Когда в 1941 году Словакия согласилась отправить в Германию 20 тысяч местных рабочих, Изидор Косо, возглавлявший канцелярию президента Тисо и министра внутренних дел Маха, предложил немцам взять евреев. То есть план привлечения 20 тысяч работоспособных лиц в возрасте от 18 до 36 лет к строительству в Польше сооружений для «безвозвратно перемещенных» евреев впервые возник в 1941 году. Косо, однако, понимал, что требуемого количества людей они не наберут, и снизил нижнюю возрастную планку до 16 лет. Ни в одном документе не оговаривалось, что из этих работоспособных лиц первые пять тысяч будут юными женщинами. «Не имеющую прецедентов в истории организационную задачу» впервые сформулировали на Ванзейской конференции, прошедшей 20 января 1942 года, исполняющий обязанности имперского протектора Богемии и Моравии Рейнхард Гейдрих и Адольф Эйхман, который в то время служил его помощником. В позднейшей сценической реконструкции на основе сохранившихся протоколов эсэсовцы и политики, сидя вокруг большого дубового стола, с полнейшим отсутствием эмоций обсуждают уничтожение европейских евреев – «окончательное решение еврейского вопроса». Среди эвфемизмов, звучавших за этим столом, было слово «шанс»: то есть евреям предоставлялась «возможность получить работу» – и, видимо, уработаться до смерти.
Встречи, где принималось роковое решение о депортации незамужних евреек, проходили за закрытыми дверями и без стенограмм. Кто выдвинул эту идею? Адольф Гитлер и Герман Геринг? Или Генрих Гиммлер? Но можно с уверенностью сказать, что среди авторов словацкой части плана были знакомые все лица: капитан СС Дитер Вислицены, вместе с ним – бывший глава Глинковой гвардии, а на тот момент министр внутренних дел Словакии Александр Мах, премьер-министр Войтех Тука, Изидор Косо и прочие. В этой группе высокопоставленных нацистов отсутствует доктор Гейза Конка. Лысый мужчина со стальным лицом и жестким взглядом, Конка не фигурирует ни на одной из групповых фотографий того времени, да и не сказать, что о нем часто писали.

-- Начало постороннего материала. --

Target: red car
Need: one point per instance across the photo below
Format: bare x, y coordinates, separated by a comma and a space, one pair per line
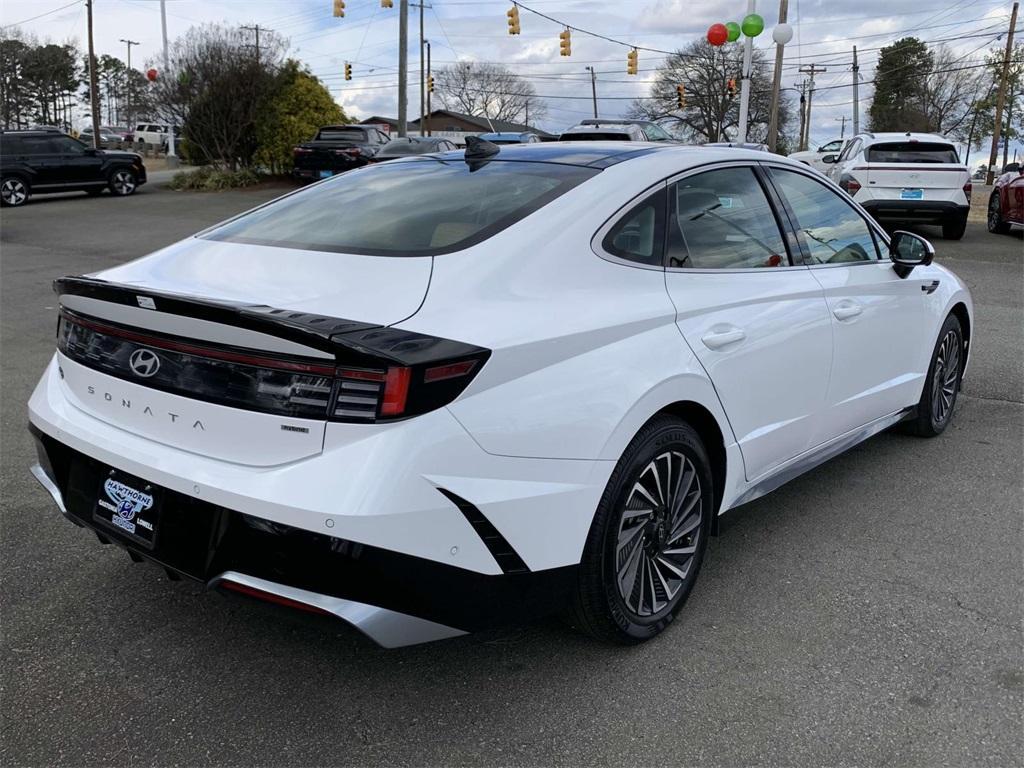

Но его имя тем не менее то и дело мелькает в документах – достаточно часто, чтобы поставить возле него жирный вопросительный знак.
Все присутствовавшие на этих закрытых встречах были наверняка единодушны в том, что аризация Словакии – вопрос первостепенной важности, но на пути словацкой Национальной партии стояли два препятствия – закон и Ватикан.
Прежде всего, депортация евреев противоречила законодательству, поскольку они все же считались гражданами страны. Для легализации подобного плана требовалось одобрение парламента, но соответствующий законопроект еще даже не вынесли на обсуждение. Девушкам объявили, что они должны явиться для отправки на работы. Им говорили не о депортации, а о том, что они получают «шанс» потрудиться на правительство. Разумеется, никого из тех, кто задумывал этот тайный план, верховенство закона особо не заботило. Александр Мах вообще считал парламентское голосование пустой формальностью. К тому времени, когда программа получила наконец одобрение депутатов, в Аушвице уже находилось более пяти тысяч женщин и несколько тысяч молодых мужчин. Словацкое правительство не зря называли «марионеткой Третьего рейха».